The following reprex simplifies the issue I am having while working on a fairly complex function. The function has an argument which accepts a dynamic list (in the general sense, not the R sense) of one or more unquoted variables. Following a necessary step of validation and transformation, this "list" of variables becomes a character vector. This vector must be used for various summarization of data.
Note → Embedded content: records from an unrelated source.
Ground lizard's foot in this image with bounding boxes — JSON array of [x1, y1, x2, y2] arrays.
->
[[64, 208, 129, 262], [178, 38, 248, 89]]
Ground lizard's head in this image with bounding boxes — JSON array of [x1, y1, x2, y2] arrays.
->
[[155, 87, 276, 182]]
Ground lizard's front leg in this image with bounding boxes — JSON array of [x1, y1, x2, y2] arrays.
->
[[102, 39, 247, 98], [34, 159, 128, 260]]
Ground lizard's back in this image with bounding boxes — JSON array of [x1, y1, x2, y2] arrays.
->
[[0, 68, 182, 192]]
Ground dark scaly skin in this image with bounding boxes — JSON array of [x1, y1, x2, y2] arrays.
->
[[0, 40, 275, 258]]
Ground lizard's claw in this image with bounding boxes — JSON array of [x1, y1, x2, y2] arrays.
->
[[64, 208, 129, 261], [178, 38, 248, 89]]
If the vector contains a single variable, using !!sym() works... but not when there are more.
How would you suggest to properly handle this situation?
Thanks
require(tidyverse)
set.seed(12345)
df <- data.frame(
a = rnorm(100),
x = sprintf('x%s', sample(1:3, 100, replace = TRUE)),
y = sprintf('y%s', sample(1:3, 100, replace = TRUE)),
z = sprintf('z%s', sample(1:3, 100, replace = TRUE))
)
f <- function(data, by){
# Assume that by must be validated/filtered and is ultimately transformed into
# a character
by <- data %>% dplyr::select( {{ by }} ) %>% names()
data %>%
dplyr::group_by( !!sym(by) ) %>%
dplyr::summarize(
mean = mean(a)
)
}
df %>% f(by = z)
df %>% f(by = c(y, z))
> set.seed(12345)
> df <- data.frame(
+ a = rnorm(100),
+ x = sprintf('x%s', sample(1:3, 100, replace = TRUE)),
+ y = sprintf('y%s', sample(1:3, 100, replace = TRUE)),
+ z = sprintf('z%s', sample(1:3, 100, replace = TRUE))
+ )
>
> f <- function(data,...){ # need to use ... as we need arbitrary number of vars to group by
+
+ # Assume that by must be validated/filtered and is ultimately transformed into
+ # a character
+ by <- enquos(...,.named = T) #enriched quotations
+
+ data %>%
+ dplyr::group_by( !!!by ) %>% # big bang instead of bang-bang
+ dplyr::summarize(
+ mean = mean(a)
+ )
+
+ }
>
> df %>% f( z)
# A tibble: 3 × 2
z mean
<chr> <dbl>
1 z1 0.190
2 z2 0.439
3 z3 0.176
> df %>% f( y,z)
`summarise()` has grouped output by 'y'. You can override using the `.groups` argument.
# A tibble: 9 × 3
# Groups: y [3]
y z mean
<chr> <chr> <dbl>
1 y1 z1 0.262
2 y1 z2 0.677
3 y1 z3 0.224
4 y2 z1 -0.138
5 y2 z2 -0.200
6 y2 z3 0.112
7 y3 z1 0.505
8 y3 z2 0.620
9 y3 z3 0.169
>
all credit to the solution to the blog link posted in the beginning, it was easy to build the solution using the blog. It has the exact same example that we need in your case.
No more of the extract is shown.